Lettre W du Challenge ABC 2009

Voici un roman absolument désopilant, que je mourrais d’envie de lire depuis un moment. Pas seulement parce que le titre fait référence à un animal de la race porcine, du plus bel effet dans un challenge ABCtiaire, surtout pour une lettre pas forcément facile à trouver. Mais aussi parce qu’un paquet de bloggeuses parlaient avec enthousiasme de Wodehouse, en essuyant une larme d’hilarité du coin de la manche.

On a bien droit ici à un concentré d’humour anglais. L’auteur est un forcené des blagues nazes sur les bords, des situations grotesques, des rapprochements incongrus entre personnages caractériels. On rit beaucoup, même quand c’est lourd ; et c’est souvent lourd.
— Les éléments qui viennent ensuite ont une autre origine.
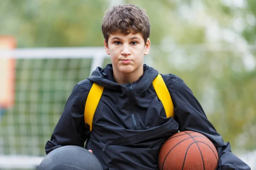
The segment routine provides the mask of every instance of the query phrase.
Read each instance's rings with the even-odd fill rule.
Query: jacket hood
[[[144,73],[139,79],[132,83],[135,86],[136,91],[141,94],[149,88],[154,79],[158,75],[158,71],[145,64],[143,65]],[[92,76],[87,78],[92,82],[113,90],[120,91],[122,85],[118,84],[113,74],[113,69],[111,64],[108,64],[106,67],[102,68],[97,67],[92,73]]]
L’intrigue est enchevêtrée au possible. Il en ressort, principalement, que lord Clarence Emsworth est un mordu de cochons, ne quittant jamais son manuel de Whiffle dédié à leur élevage. Il bichonne (ou plutôt, fait bichonner, car c’est un vrai lord, et lunatique avec ça) son Impératrice de Blandings, championne deux années de suite dans la catégorie des cochons gras au concours agricole du Shropshire.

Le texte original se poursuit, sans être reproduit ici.